Federated and Privacy-Preserving Learning of Accounting Data in Financial Statement Audits
This work addresses data privacy concerns for audit firms using deep learning, enabling compliance with regulations while improving anomaly detection in financial statements.
The paper tackles the challenge of applying deep learning in financial audits while complying with strict data confidentiality regulations by proposing a federated learning framework with differential privacy and split learning. The results show that auditors can detect accounting anomalies using models trained on proprietary client data from multiple sources, as demonstrated on three real-world datasets of city payments.

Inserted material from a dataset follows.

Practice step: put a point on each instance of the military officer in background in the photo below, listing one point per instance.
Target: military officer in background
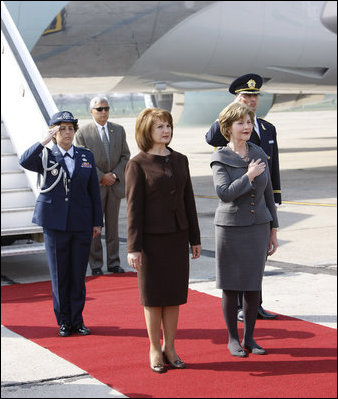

The ongoing 'digital transformation' fundamentally changes audit evidence's nature, recording, and volume. Nowadays, the International Standards on Auditing (ISA) requires auditors to examine vast volumes of a financial statement's underlying digital accounting records. As a result, audit firms also 'digitize' their analytical capabilities and invest in Deep Learning (DL), a successful sub-discipline of Machine Learning. The application of DL offers the ability to learn specialized audit models from data of multiple clients, e.g., organizations operating in the same industry or jurisdiction. In general, regulations require auditors to adhere to strict data confidentiality measures. At the same time, recent intriguing discoveries showed that large-scale DL models are vulnerable to leaking sensitive training data information. Today, it often remains unclear how audit firms can apply DL models while complying with data protection regulations. In this work, we propose a Federated Learning framework to train DL models on auditing relevant accounting data of multiple clients. The framework encompasses Differential Privacy and Split Learning capabilities to mitigate data confidentiality risks at model inference. We evaluate our approach to detect accounting anomalies in three real-world datasets of city payments. Our results provide empirical evidence that auditors can benefit from DL models that accumulate knowledge from multiple sources of proprietary client data.